My blog is a teenage girl.

Here’s the thing about teenage girls: you don’t know what you’re going to get day to day, because they don’t know how they’re going to feel/be/act day to day. It’s the right of a teenage girl. I know. I used to be one. Teenage is hard. Teenage is up and down and sideways. Teenage is universal.

The past two months have felt like teenage girl syndrome here on the blog. I finished my first half marathon at the end of May and discovered I didn’t fall in love with running. I’d expected to. I’d expected that fitness would become a huge part of my life. It hasn’t.

I like fitness and exercise, but it isn’t consuming my life like it was the first six months of this year. So it just doesn’t make a molehill of sense to keep a fitness section on this website. That, along with a hard look at the big picture, means you can expect some more changes in the coming weeks.

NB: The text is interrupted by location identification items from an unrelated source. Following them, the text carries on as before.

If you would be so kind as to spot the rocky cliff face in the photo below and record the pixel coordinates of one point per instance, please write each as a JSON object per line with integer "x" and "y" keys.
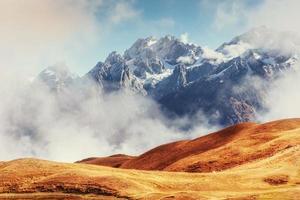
{"x": 228, "y": 84}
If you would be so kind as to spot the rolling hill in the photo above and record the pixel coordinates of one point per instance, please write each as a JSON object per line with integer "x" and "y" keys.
{"x": 245, "y": 161}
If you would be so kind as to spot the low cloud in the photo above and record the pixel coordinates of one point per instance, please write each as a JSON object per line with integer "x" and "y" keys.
{"x": 82, "y": 122}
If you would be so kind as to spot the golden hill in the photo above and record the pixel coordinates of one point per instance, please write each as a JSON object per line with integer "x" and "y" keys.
{"x": 221, "y": 150}
{"x": 251, "y": 161}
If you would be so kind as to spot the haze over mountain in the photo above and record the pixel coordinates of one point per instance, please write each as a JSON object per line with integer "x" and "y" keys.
{"x": 228, "y": 85}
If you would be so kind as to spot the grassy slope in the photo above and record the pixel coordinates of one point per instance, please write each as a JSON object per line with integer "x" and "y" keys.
{"x": 276, "y": 176}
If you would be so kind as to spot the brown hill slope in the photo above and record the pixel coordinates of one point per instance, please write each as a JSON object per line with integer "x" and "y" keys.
{"x": 221, "y": 150}
{"x": 262, "y": 162}
{"x": 275, "y": 177}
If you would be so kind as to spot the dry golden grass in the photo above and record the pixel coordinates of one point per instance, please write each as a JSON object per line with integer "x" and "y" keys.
{"x": 272, "y": 176}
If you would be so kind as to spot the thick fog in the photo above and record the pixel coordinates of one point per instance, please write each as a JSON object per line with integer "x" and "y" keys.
{"x": 74, "y": 124}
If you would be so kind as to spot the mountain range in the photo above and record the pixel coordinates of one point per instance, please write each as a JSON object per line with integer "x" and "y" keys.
{"x": 228, "y": 85}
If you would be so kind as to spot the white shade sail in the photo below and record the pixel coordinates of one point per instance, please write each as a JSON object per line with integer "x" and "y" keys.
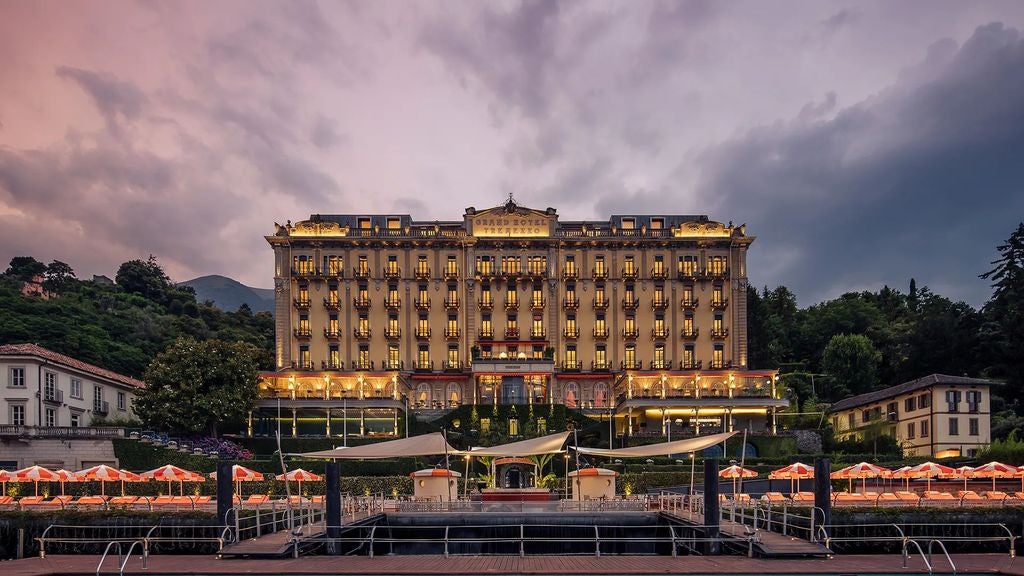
{"x": 545, "y": 445}
{"x": 663, "y": 449}
{"x": 426, "y": 445}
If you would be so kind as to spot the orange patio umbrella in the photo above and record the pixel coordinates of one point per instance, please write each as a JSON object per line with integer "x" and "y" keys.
{"x": 798, "y": 470}
{"x": 170, "y": 472}
{"x": 299, "y": 476}
{"x": 930, "y": 470}
{"x": 34, "y": 475}
{"x": 241, "y": 474}
{"x": 103, "y": 474}
{"x": 735, "y": 472}
{"x": 994, "y": 470}
{"x": 862, "y": 470}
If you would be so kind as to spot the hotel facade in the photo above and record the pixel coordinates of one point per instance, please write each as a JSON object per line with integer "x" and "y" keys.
{"x": 639, "y": 320}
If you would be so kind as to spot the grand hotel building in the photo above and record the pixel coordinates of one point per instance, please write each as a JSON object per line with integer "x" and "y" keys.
{"x": 639, "y": 320}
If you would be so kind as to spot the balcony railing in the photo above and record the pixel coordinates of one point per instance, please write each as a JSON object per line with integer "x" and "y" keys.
{"x": 363, "y": 365}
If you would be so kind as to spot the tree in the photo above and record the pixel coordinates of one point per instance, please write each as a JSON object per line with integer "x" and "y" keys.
{"x": 853, "y": 363}
{"x": 196, "y": 386}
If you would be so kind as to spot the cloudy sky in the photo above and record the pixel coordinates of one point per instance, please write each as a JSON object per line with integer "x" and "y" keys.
{"x": 862, "y": 142}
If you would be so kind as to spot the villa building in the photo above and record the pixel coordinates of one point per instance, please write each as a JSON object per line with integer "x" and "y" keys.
{"x": 638, "y": 319}
{"x": 938, "y": 416}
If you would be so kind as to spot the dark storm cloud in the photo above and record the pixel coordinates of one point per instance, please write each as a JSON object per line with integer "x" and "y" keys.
{"x": 921, "y": 180}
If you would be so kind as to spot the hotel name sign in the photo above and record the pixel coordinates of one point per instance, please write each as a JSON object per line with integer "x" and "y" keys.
{"x": 499, "y": 223}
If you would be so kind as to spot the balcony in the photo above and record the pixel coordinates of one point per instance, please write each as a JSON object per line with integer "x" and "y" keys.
{"x": 690, "y": 365}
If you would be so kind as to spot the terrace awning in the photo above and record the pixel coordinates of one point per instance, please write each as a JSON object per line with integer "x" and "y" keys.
{"x": 663, "y": 449}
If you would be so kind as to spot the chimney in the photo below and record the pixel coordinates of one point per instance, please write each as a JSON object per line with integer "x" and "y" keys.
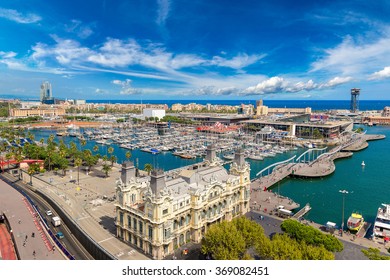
{"x": 239, "y": 157}
{"x": 157, "y": 181}
{"x": 210, "y": 153}
{"x": 127, "y": 172}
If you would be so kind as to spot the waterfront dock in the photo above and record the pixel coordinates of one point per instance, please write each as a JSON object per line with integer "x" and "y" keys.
{"x": 302, "y": 212}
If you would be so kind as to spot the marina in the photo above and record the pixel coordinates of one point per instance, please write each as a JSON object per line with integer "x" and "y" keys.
{"x": 181, "y": 149}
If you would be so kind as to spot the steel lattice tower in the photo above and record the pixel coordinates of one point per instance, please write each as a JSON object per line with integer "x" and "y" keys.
{"x": 355, "y": 92}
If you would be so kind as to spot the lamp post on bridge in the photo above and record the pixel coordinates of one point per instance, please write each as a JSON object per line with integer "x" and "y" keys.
{"x": 343, "y": 192}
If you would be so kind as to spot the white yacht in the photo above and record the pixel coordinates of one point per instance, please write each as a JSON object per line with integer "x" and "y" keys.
{"x": 382, "y": 222}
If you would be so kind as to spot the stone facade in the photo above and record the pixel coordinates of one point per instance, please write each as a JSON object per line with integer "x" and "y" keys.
{"x": 157, "y": 214}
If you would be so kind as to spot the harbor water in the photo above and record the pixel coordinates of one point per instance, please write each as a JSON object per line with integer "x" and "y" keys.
{"x": 368, "y": 186}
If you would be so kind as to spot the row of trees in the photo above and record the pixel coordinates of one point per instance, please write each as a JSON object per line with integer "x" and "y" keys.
{"x": 57, "y": 156}
{"x": 233, "y": 240}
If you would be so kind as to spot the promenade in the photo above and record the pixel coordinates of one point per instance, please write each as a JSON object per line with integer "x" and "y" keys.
{"x": 352, "y": 245}
{"x": 90, "y": 205}
{"x": 23, "y": 223}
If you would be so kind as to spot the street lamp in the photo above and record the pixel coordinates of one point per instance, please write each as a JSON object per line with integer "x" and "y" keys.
{"x": 344, "y": 192}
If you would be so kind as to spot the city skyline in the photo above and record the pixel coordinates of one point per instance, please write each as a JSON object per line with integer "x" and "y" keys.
{"x": 173, "y": 49}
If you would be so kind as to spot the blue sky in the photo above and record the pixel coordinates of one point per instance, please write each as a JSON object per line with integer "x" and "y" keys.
{"x": 199, "y": 49}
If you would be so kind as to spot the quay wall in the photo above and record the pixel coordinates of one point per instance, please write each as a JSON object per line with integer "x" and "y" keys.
{"x": 96, "y": 251}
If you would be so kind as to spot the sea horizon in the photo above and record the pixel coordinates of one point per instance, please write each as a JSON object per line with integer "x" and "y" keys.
{"x": 316, "y": 105}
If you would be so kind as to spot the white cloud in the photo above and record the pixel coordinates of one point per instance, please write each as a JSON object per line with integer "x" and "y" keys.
{"x": 163, "y": 11}
{"x": 6, "y": 55}
{"x": 212, "y": 90}
{"x": 301, "y": 86}
{"x": 126, "y": 53}
{"x": 100, "y": 91}
{"x": 126, "y": 88}
{"x": 240, "y": 61}
{"x": 64, "y": 51}
{"x": 280, "y": 85}
{"x": 18, "y": 17}
{"x": 81, "y": 30}
{"x": 336, "y": 81}
{"x": 382, "y": 74}
{"x": 355, "y": 57}
{"x": 272, "y": 85}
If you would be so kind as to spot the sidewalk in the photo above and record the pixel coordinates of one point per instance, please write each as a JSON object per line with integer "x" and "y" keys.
{"x": 90, "y": 205}
{"x": 23, "y": 223}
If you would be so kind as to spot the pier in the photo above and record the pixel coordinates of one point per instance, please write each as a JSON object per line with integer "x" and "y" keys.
{"x": 302, "y": 212}
{"x": 313, "y": 163}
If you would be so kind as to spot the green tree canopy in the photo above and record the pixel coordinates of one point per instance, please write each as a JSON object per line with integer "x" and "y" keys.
{"x": 311, "y": 235}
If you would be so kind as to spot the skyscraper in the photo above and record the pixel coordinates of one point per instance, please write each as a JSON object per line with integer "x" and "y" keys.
{"x": 46, "y": 93}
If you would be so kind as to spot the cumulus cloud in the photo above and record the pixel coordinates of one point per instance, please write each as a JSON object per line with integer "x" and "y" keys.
{"x": 336, "y": 81}
{"x": 272, "y": 85}
{"x": 212, "y": 90}
{"x": 64, "y": 51}
{"x": 280, "y": 85}
{"x": 163, "y": 11}
{"x": 114, "y": 53}
{"x": 100, "y": 91}
{"x": 18, "y": 17}
{"x": 77, "y": 27}
{"x": 126, "y": 88}
{"x": 354, "y": 57}
{"x": 382, "y": 74}
{"x": 238, "y": 62}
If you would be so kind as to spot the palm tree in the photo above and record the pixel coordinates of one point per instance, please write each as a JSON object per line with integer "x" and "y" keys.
{"x": 95, "y": 148}
{"x": 83, "y": 143}
{"x": 8, "y": 156}
{"x": 32, "y": 169}
{"x": 78, "y": 162}
{"x": 128, "y": 155}
{"x": 106, "y": 168}
{"x": 110, "y": 150}
{"x": 148, "y": 168}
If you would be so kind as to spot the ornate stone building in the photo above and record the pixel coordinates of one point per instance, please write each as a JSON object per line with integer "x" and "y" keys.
{"x": 157, "y": 214}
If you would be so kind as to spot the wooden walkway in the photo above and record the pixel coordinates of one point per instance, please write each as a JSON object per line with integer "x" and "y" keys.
{"x": 302, "y": 212}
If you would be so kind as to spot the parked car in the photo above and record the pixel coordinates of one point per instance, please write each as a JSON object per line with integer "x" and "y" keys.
{"x": 60, "y": 235}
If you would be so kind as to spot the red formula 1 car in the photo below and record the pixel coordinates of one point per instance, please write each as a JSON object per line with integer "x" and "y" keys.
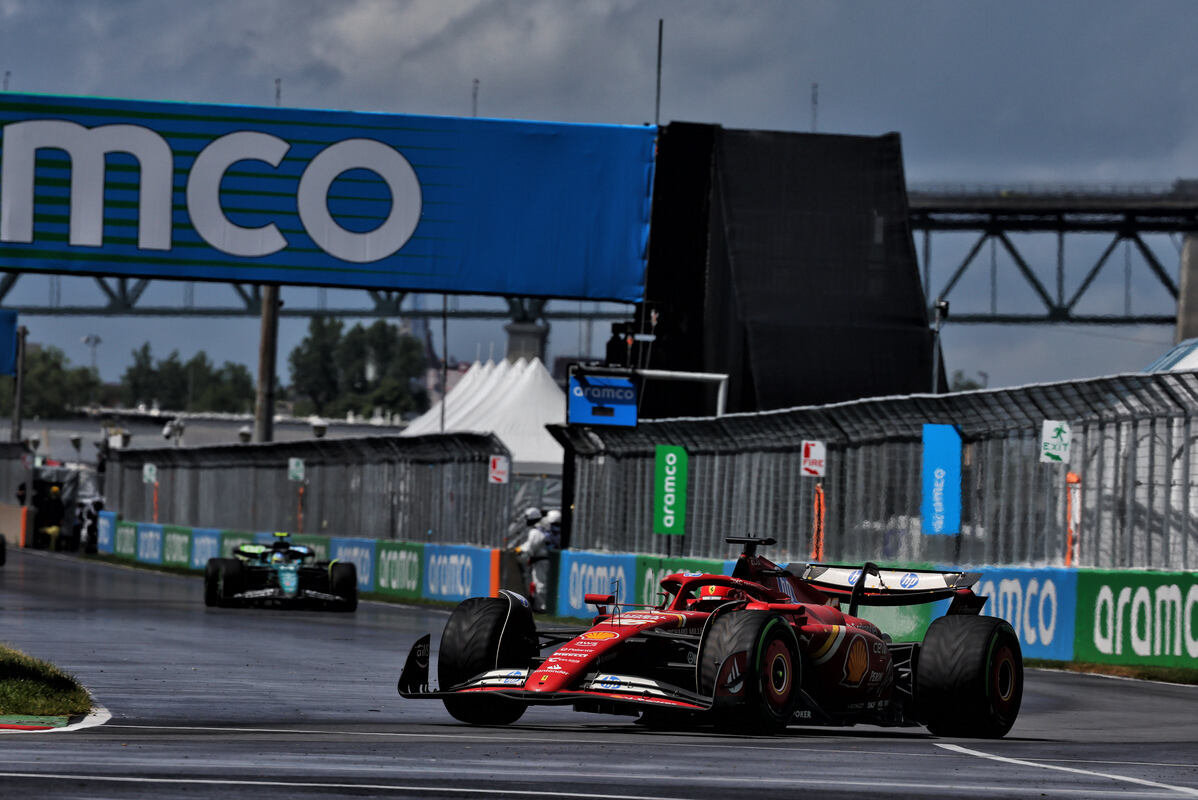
{"x": 752, "y": 652}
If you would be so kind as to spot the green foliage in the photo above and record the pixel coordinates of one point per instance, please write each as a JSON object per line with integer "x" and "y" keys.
{"x": 195, "y": 385}
{"x": 52, "y": 387}
{"x": 362, "y": 370}
{"x": 32, "y": 686}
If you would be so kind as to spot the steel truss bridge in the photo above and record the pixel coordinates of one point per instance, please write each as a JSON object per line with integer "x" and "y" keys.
{"x": 1124, "y": 214}
{"x": 991, "y": 214}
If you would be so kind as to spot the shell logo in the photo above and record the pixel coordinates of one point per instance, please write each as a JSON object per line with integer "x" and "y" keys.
{"x": 857, "y": 662}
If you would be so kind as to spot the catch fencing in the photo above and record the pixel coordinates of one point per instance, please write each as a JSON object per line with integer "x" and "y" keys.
{"x": 1132, "y": 497}
{"x": 16, "y": 470}
{"x": 428, "y": 489}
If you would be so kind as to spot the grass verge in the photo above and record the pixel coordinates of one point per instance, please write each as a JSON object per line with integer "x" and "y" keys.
{"x": 31, "y": 686}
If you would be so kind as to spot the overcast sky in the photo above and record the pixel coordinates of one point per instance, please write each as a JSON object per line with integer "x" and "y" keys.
{"x": 1072, "y": 92}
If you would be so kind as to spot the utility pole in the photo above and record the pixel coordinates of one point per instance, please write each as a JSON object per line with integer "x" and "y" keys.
{"x": 267, "y": 344}
{"x": 941, "y": 311}
{"x": 657, "y": 107}
{"x": 815, "y": 107}
{"x": 18, "y": 383}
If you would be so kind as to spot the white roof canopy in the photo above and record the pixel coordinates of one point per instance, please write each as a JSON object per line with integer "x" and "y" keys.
{"x": 512, "y": 400}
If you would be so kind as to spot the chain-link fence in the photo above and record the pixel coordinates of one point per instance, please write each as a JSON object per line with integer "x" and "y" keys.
{"x": 1131, "y": 497}
{"x": 421, "y": 489}
{"x": 16, "y": 470}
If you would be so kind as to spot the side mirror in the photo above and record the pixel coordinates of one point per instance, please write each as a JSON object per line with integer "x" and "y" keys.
{"x": 600, "y": 601}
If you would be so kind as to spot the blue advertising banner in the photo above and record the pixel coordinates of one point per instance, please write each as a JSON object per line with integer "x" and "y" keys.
{"x": 106, "y": 532}
{"x": 205, "y": 545}
{"x": 235, "y": 193}
{"x": 457, "y": 571}
{"x": 361, "y": 553}
{"x": 150, "y": 543}
{"x": 596, "y": 400}
{"x": 7, "y": 341}
{"x": 1040, "y": 604}
{"x": 581, "y": 573}
{"x": 941, "y": 507}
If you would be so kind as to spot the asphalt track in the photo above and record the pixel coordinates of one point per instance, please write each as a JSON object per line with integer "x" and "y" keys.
{"x": 261, "y": 703}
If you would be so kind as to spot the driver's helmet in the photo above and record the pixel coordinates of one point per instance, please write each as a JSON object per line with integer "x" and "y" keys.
{"x": 713, "y": 597}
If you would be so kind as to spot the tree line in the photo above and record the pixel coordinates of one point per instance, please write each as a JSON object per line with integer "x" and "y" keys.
{"x": 333, "y": 371}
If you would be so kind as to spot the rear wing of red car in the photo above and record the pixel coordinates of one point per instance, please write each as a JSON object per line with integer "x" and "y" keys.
{"x": 869, "y": 585}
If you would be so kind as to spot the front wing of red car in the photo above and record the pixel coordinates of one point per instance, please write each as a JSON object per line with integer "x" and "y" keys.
{"x": 593, "y": 686}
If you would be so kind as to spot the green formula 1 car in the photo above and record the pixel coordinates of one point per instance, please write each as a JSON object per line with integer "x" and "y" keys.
{"x": 280, "y": 574}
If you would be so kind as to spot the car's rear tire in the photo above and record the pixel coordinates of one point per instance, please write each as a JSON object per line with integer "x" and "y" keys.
{"x": 343, "y": 581}
{"x": 969, "y": 677}
{"x": 485, "y": 634}
{"x": 230, "y": 581}
{"x": 750, "y": 662}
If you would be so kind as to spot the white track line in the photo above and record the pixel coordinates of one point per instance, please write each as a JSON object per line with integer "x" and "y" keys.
{"x": 1181, "y": 789}
{"x": 302, "y": 785}
{"x": 932, "y": 788}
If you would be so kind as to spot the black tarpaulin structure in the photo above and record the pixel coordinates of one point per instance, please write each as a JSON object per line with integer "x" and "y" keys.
{"x": 785, "y": 260}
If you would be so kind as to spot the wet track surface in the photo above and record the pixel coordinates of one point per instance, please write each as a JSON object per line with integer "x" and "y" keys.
{"x": 261, "y": 703}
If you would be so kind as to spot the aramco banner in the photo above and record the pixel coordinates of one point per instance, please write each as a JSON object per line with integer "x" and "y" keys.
{"x": 235, "y": 193}
{"x": 670, "y": 490}
{"x": 941, "y": 507}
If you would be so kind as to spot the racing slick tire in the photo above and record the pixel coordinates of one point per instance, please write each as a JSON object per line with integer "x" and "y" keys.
{"x": 750, "y": 662}
{"x": 343, "y": 581}
{"x": 969, "y": 677}
{"x": 230, "y": 580}
{"x": 485, "y": 634}
{"x": 211, "y": 582}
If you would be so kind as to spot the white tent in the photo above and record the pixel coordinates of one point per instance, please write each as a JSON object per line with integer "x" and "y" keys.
{"x": 514, "y": 401}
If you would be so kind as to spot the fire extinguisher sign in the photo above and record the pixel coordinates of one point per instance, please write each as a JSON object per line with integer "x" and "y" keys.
{"x": 815, "y": 459}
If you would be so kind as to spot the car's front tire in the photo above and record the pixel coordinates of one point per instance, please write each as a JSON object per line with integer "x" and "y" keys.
{"x": 969, "y": 677}
{"x": 230, "y": 581}
{"x": 485, "y": 634}
{"x": 343, "y": 581}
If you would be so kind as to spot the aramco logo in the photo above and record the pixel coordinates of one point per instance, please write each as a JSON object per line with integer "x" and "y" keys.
{"x": 86, "y": 147}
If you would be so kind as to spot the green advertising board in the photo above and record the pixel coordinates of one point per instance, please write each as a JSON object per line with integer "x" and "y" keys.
{"x": 651, "y": 569}
{"x": 1137, "y": 618}
{"x": 126, "y": 545}
{"x": 176, "y": 546}
{"x": 670, "y": 490}
{"x": 399, "y": 569}
{"x": 233, "y": 539}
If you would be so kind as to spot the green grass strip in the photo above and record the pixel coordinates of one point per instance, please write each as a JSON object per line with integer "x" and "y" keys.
{"x": 34, "y": 688}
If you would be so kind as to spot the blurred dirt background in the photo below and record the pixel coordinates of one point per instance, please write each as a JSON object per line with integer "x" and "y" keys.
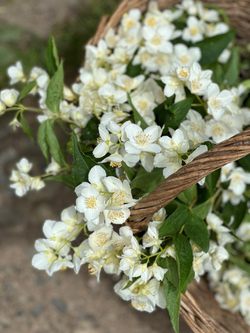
{"x": 31, "y": 301}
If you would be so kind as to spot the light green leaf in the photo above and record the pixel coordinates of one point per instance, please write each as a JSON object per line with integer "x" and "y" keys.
{"x": 55, "y": 90}
{"x": 202, "y": 210}
{"x": 26, "y": 127}
{"x": 147, "y": 181}
{"x": 81, "y": 164}
{"x": 189, "y": 195}
{"x": 172, "y": 273}
{"x": 184, "y": 258}
{"x": 130, "y": 172}
{"x": 54, "y": 146}
{"x": 67, "y": 180}
{"x": 41, "y": 138}
{"x": 175, "y": 221}
{"x": 173, "y": 302}
{"x": 136, "y": 114}
{"x": 211, "y": 181}
{"x": 196, "y": 229}
{"x": 212, "y": 47}
{"x": 52, "y": 57}
{"x": 232, "y": 68}
{"x": 26, "y": 89}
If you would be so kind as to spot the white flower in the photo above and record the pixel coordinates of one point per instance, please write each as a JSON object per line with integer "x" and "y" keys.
{"x": 158, "y": 40}
{"x": 120, "y": 193}
{"x": 194, "y": 30}
{"x": 217, "y": 100}
{"x": 209, "y": 15}
{"x": 215, "y": 223}
{"x": 36, "y": 183}
{"x": 224, "y": 56}
{"x": 16, "y": 73}
{"x": 111, "y": 38}
{"x": 129, "y": 83}
{"x": 111, "y": 95}
{"x": 185, "y": 55}
{"x": 238, "y": 180}
{"x": 243, "y": 232}
{"x": 101, "y": 238}
{"x": 199, "y": 80}
{"x": 219, "y": 131}
{"x": 151, "y": 239}
{"x": 217, "y": 29}
{"x": 142, "y": 141}
{"x": 53, "y": 167}
{"x": 90, "y": 202}
{"x": 226, "y": 170}
{"x": 175, "y": 145}
{"x": 190, "y": 6}
{"x": 9, "y": 97}
{"x": 103, "y": 146}
{"x": 21, "y": 181}
{"x": 24, "y": 165}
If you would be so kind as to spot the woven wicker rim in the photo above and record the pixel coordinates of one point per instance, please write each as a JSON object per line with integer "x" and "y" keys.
{"x": 198, "y": 306}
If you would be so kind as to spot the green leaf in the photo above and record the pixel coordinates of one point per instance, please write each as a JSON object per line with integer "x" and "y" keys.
{"x": 172, "y": 273}
{"x": 241, "y": 263}
{"x": 184, "y": 258}
{"x": 130, "y": 172}
{"x": 175, "y": 221}
{"x": 232, "y": 68}
{"x": 67, "y": 180}
{"x": 202, "y": 210}
{"x": 245, "y": 162}
{"x": 189, "y": 280}
{"x": 26, "y": 127}
{"x": 81, "y": 163}
{"x": 52, "y": 60}
{"x": 147, "y": 181}
{"x": 173, "y": 115}
{"x": 136, "y": 114}
{"x": 173, "y": 302}
{"x": 54, "y": 146}
{"x": 90, "y": 132}
{"x": 55, "y": 90}
{"x": 196, "y": 229}
{"x": 212, "y": 47}
{"x": 189, "y": 195}
{"x": 26, "y": 89}
{"x": 132, "y": 70}
{"x": 211, "y": 181}
{"x": 41, "y": 138}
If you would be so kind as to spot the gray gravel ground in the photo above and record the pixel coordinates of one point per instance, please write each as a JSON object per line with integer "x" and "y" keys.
{"x": 30, "y": 301}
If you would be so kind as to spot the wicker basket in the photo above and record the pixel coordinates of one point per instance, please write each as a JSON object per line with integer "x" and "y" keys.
{"x": 198, "y": 306}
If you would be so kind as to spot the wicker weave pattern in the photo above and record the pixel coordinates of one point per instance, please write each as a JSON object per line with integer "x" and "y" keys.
{"x": 198, "y": 306}
{"x": 238, "y": 12}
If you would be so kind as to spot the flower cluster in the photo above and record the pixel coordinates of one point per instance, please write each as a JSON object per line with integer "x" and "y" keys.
{"x": 148, "y": 101}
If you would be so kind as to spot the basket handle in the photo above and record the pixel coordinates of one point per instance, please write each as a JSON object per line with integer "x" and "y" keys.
{"x": 223, "y": 153}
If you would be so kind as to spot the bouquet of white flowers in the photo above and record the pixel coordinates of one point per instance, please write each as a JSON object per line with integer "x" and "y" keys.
{"x": 162, "y": 89}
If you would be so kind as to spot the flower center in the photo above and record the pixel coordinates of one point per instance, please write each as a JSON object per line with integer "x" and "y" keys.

I’m frustrated, of course. I want PNW Rancher to be perfect, and I want it to be perfect yesterday. But it’s not, and I appreciate y’all sticking through these teenage years.

Adapting to Change

We all do it. Even those of us who shy away from it, we adapt to change. I used to thrive on change. I probably still do. It’s just hidden behind my homebody tendencies and my narrowed focus on the things I like to do – riding, ranching, fitness, writing…shocking revelations, I know.

When I moved 1,500 miles from the only home I’d ever known to a place I’d never been, it was a big change. While we’re stating the obvious, it was scary. I didn’t know a single person here, had only talked to my interview committee one time on the phone and that first afternoon when I was unloading my car? Some guy tried to persuade me to go home with him.

I unpacked my car like I was the Flintstones running their wooden-wheeled car down the road and then locked myself in my apartment. It was an amazing first night in my new digs.

But I adapted. I learned to like it. Then I learned to love it.

It hit me tonight as I was driving home, one hand crooked over the steering wheel, humming along to Loretta Lynn, that I wasn’t paying one whit of attention to where I was going. I’ve become so comfortable on these winding, narrow roads that I can belt out bad renditions of Coal Miner’s Daughter, forget to turn on my windshield wipers and swoosh right on by the guardrails that stand six inches off the fog line without flinching.

We all adapt to change. Which is good, because we’ve all got challenges and changes waiting for us around the next curve on these roads we’re traveling.